Merge train and test JSON files into a single file.

```bash

python merge.py \

       \

    --output merged_train.json

```

| Argument                        | Description                                                                                       | Default Value   |

|----------------------------------|---------------------------------------------------------------------------------------------------|-----------------|

| `--train_json`                   | Path to the training dataset in JSON format.                                                      | N/A             |

| `--test_json`                    | Path to the test dataset in JSON format.                                                          | N/A             |

| `--whisper_model`, `-model`                | Choose from `tiny`, `base`, `small`, `medium`, `large`, `large-v2`, `large-v3`, `large-v3-turbo`, or provide a custom Whisper model name. | `base`             |

| `--batch_size`                   | The batch size for training and evaluation.                                                       | `16`             |

| `--gradient_accumulation_steps`, `-grad_steps`   | Number of gradient accumulation steps.                                                            | `1`             | 

| `--learning_rate`, `-lr`         | Learning rate for training.    | `2e-5`  |

| `--warmup_steps`                 | Number of warmup steps for the learning rate scheduler.                                            | `500`           |

| `--epochs`, `-e`                       | Number of epochs to train for.                                                                    | `10`            |

| `--num_workers`, `-w`            | Number of CPU workers.                                                                            | `2` |

```bash

python train.py \

    --train_json merged_train.json \

    --test_json merged_test.json \

    --whisper_model tiny \

    --batch_size 8 \

    --grad_steps 1 \

    --lr 1e-4 \

    --warmup_steps 75 \

    --epochs 10

    -w 2

```

## Results & Tracking 

_Training logs_, _loss curves_, and _WER_ can be tracked on __Comet ML__ and __TensorBoard__.

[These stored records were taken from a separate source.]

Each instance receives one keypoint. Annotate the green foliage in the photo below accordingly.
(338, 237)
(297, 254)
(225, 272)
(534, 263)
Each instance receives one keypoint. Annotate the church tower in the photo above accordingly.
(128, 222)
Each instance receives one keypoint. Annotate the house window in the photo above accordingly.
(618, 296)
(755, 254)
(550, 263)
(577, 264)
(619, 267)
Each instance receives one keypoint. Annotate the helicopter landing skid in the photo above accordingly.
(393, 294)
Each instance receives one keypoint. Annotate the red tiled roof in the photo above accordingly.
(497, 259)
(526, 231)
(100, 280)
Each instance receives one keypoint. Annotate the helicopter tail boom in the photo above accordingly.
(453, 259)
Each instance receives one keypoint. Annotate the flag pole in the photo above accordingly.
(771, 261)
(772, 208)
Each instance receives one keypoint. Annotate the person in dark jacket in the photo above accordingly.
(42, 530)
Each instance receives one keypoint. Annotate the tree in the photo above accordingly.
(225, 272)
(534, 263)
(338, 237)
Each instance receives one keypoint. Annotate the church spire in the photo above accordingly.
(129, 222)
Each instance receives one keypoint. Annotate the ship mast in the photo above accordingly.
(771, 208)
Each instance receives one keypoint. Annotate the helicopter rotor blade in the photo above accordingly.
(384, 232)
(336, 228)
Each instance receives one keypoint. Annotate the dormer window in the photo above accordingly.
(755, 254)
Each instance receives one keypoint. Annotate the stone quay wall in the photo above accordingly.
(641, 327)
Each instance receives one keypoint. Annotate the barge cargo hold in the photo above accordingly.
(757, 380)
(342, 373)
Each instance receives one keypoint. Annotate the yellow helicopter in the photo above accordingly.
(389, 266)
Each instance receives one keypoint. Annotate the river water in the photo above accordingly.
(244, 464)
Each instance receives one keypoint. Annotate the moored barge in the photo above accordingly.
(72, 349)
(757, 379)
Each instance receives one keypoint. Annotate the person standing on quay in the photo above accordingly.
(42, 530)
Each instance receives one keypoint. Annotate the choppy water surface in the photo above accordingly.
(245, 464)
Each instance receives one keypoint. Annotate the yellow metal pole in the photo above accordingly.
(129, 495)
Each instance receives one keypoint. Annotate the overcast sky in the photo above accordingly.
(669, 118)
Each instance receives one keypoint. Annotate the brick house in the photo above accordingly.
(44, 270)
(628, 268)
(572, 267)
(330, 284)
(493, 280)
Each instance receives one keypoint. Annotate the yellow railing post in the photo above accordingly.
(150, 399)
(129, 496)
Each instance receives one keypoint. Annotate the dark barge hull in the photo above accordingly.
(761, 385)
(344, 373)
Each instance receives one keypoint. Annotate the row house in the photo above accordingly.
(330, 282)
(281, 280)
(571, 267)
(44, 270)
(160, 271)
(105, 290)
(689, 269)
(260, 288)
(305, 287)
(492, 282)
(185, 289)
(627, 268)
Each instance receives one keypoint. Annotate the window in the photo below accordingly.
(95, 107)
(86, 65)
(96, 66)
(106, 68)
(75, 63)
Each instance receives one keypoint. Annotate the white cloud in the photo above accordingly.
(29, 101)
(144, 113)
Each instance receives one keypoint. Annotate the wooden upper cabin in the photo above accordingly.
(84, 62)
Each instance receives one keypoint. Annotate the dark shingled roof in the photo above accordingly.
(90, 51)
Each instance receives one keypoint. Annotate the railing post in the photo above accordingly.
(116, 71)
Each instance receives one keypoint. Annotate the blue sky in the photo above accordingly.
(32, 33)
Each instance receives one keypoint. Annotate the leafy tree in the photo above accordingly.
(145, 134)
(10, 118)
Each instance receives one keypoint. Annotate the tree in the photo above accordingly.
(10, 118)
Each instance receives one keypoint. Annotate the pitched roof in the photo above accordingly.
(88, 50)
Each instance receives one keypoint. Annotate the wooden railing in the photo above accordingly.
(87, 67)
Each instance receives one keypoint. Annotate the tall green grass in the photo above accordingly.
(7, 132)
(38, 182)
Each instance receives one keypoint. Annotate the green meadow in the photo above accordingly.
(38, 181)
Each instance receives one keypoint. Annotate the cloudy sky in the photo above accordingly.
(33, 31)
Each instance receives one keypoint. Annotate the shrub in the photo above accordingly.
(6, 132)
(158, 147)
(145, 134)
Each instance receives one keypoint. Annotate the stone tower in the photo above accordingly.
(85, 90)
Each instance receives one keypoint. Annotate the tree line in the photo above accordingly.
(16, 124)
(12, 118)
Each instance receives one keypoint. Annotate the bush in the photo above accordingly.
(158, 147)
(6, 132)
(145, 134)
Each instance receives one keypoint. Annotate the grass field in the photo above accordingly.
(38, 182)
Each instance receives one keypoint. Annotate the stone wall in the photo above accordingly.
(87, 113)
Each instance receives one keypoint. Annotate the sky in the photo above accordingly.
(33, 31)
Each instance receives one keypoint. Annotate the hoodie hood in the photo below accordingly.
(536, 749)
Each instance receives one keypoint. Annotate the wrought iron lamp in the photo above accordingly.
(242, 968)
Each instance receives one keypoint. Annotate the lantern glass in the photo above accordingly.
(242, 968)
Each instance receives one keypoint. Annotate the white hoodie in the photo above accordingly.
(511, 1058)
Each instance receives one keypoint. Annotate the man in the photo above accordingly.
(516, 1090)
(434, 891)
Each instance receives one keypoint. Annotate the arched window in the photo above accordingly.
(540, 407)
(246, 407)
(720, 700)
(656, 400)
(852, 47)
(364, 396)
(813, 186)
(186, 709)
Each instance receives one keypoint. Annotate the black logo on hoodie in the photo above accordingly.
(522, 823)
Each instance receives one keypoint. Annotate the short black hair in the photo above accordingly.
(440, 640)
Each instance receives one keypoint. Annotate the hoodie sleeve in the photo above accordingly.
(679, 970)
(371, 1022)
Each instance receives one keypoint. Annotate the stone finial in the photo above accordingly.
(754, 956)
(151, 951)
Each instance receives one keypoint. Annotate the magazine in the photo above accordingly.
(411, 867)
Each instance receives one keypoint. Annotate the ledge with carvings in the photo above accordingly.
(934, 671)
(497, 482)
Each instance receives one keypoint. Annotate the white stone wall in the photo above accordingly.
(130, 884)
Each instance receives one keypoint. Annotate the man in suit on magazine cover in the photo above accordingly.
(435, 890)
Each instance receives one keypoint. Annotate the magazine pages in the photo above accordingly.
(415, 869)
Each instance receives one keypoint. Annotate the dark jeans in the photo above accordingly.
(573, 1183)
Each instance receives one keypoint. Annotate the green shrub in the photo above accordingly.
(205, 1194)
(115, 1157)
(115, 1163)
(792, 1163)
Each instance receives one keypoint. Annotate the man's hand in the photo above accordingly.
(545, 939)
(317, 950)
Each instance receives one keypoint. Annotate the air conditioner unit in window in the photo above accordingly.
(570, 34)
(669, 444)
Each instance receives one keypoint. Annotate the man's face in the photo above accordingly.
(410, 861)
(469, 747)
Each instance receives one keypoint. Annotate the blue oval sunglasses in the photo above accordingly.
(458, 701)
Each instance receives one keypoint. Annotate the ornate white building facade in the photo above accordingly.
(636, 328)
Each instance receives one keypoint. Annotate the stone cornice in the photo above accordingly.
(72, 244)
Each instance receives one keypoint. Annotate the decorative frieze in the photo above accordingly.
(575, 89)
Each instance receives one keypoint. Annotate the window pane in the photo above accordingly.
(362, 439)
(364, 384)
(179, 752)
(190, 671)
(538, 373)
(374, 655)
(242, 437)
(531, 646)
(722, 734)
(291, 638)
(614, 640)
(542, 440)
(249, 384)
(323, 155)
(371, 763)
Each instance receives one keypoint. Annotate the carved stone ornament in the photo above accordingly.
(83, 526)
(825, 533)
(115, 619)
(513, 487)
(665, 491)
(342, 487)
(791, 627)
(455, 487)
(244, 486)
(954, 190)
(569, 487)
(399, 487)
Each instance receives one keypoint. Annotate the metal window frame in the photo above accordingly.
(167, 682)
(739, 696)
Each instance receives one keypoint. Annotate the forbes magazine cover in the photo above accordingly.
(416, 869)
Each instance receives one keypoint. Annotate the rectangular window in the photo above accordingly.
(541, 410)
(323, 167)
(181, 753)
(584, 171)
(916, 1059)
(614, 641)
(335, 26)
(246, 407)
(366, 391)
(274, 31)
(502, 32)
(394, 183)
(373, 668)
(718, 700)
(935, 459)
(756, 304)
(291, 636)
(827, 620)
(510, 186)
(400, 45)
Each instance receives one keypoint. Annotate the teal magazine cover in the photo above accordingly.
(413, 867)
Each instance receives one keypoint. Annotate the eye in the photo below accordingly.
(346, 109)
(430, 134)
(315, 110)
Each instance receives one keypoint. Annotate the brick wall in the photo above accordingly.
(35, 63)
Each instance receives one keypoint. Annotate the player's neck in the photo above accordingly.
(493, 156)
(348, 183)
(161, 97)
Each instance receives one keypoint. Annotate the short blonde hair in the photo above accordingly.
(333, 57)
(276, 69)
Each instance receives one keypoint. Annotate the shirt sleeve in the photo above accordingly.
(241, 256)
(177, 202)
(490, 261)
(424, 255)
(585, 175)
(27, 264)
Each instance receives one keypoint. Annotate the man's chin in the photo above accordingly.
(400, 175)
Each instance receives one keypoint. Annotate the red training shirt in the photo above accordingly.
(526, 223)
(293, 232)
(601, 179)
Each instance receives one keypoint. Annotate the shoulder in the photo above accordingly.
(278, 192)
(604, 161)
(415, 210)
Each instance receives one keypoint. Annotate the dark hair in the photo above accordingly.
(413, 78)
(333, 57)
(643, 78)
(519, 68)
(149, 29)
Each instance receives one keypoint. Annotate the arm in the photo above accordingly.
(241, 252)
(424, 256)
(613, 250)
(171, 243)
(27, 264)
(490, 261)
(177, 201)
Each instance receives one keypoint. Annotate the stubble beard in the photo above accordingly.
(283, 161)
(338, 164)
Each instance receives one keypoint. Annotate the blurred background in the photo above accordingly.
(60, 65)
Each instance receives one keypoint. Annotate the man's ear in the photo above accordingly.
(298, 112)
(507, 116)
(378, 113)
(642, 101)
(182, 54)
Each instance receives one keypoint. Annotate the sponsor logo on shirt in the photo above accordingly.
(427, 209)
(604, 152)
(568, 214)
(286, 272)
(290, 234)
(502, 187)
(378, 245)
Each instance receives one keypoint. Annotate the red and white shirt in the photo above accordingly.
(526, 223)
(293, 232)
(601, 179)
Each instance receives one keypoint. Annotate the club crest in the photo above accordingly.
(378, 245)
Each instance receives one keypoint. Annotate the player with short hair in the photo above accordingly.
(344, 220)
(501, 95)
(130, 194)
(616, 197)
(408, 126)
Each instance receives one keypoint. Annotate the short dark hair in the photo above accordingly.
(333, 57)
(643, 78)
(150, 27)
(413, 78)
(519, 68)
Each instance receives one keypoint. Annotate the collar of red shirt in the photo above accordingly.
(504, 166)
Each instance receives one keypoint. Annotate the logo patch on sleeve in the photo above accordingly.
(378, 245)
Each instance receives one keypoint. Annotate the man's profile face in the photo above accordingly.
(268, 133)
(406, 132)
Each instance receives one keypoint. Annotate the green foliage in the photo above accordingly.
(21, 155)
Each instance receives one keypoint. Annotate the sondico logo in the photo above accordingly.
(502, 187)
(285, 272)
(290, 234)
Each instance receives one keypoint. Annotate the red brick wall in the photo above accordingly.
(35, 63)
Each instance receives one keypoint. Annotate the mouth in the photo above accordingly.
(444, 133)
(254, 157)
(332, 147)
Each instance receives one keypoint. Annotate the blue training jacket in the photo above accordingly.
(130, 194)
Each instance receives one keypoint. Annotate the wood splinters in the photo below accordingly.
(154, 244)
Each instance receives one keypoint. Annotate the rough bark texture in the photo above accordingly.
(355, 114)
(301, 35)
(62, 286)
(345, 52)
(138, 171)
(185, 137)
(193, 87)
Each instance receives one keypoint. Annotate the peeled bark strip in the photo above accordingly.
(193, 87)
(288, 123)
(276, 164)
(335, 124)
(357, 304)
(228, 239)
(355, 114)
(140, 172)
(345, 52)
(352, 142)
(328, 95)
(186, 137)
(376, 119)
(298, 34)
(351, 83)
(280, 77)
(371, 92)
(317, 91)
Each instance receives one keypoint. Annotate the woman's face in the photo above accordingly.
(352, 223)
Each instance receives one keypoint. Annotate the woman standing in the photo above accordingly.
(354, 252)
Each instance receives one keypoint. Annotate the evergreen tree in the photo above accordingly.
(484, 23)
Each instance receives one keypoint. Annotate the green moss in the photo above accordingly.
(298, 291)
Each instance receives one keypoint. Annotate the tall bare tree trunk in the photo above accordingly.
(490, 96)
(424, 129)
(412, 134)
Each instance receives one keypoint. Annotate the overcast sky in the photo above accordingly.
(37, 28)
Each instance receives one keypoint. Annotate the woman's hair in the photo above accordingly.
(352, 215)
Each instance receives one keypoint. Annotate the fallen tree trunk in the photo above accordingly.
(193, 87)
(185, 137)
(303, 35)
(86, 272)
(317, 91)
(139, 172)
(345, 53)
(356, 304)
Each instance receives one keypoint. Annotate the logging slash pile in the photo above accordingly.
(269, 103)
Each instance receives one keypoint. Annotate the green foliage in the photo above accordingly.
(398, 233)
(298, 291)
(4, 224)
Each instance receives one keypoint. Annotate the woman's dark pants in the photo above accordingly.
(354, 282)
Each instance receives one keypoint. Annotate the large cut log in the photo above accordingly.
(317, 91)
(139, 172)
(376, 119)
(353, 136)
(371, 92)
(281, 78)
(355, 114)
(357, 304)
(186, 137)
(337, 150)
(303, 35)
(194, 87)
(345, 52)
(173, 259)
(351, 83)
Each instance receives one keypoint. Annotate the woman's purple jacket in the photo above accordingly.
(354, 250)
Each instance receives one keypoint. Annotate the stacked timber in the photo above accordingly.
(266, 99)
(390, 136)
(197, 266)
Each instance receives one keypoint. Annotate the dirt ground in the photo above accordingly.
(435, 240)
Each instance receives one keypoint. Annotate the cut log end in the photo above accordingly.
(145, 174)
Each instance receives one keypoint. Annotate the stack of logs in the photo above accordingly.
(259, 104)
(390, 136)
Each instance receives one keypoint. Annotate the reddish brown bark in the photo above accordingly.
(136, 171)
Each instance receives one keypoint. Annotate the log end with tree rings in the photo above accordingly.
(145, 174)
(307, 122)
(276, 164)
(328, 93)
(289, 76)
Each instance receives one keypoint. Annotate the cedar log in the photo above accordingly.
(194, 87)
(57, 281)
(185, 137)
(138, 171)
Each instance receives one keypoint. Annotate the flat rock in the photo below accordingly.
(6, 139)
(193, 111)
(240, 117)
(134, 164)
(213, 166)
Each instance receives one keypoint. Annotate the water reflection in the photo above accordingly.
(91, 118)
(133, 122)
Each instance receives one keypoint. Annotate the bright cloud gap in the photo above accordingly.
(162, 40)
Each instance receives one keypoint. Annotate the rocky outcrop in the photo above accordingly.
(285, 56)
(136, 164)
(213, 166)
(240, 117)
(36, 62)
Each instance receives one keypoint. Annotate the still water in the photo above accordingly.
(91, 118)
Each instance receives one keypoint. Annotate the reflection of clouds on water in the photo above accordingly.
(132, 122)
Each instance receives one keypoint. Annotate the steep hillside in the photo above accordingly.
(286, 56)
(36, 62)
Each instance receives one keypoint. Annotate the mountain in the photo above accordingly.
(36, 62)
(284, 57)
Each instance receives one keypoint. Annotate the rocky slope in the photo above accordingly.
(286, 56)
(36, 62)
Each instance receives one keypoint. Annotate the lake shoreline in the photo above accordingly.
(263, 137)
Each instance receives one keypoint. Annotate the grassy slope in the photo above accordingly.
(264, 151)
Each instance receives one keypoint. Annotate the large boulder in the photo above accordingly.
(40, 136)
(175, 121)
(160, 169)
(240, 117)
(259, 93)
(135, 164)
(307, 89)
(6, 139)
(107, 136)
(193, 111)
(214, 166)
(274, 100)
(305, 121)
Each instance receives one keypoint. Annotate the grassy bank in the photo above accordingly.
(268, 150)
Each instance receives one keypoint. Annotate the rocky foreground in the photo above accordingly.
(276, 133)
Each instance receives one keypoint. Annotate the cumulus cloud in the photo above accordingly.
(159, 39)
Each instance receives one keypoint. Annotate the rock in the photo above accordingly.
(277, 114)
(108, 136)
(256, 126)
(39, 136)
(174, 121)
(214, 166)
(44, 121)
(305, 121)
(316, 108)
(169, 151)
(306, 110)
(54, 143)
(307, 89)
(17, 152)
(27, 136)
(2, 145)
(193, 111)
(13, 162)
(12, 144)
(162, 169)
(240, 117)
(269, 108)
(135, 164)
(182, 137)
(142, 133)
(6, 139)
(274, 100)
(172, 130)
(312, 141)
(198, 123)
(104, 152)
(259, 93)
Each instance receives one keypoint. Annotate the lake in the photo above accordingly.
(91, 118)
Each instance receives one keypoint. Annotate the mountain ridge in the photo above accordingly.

| **Model Name**    | **Parameters** | **Eval Loss** | **WER** | **Epochs** | **Batch Size** | **Learning Rate** | **Link** |

|-------------------|----------------|---------------|---------|------------|----------------|--------------------|------------------------|

| **Whisper Tiny**       | 39 M             | 0.3751        | 0.1311  | 10         | 4              | 1e-4               | [🤗](https://huggingface.co/luluw/whisper-tiny)  |

| **Whisper Base**       | 74 M             | 0.2331        | 0.0992  | 10         | 16             | 2e-05              | [🤗](https://huggingface.co/luluw/whisper-base)  |

| **Whisper Small**      | 224 M            | 0.1889        | 0.0811  | 10         | 16             | 2e-05              | [🤗](https://huggingface.co/luluw/whisper-small) |

| **Whisper Medium**     | 769 M            | 0.1404        | 0.0645  | 5          | 8              | 2e-05              | [🤗](https://huggingface.co/luluw/whisper-medium) |

![WER](assets/eval_wer.png)

## Pushing to Hugging Face Hub 🤗

The script is designed to __automatically push the best trained model to the Hugging Face Hub__. Make sure you have set up your Hugging Face credentials properly.

## License

This project is licensed under the MIT License. See the [LICENSE](LICENSE) file for details.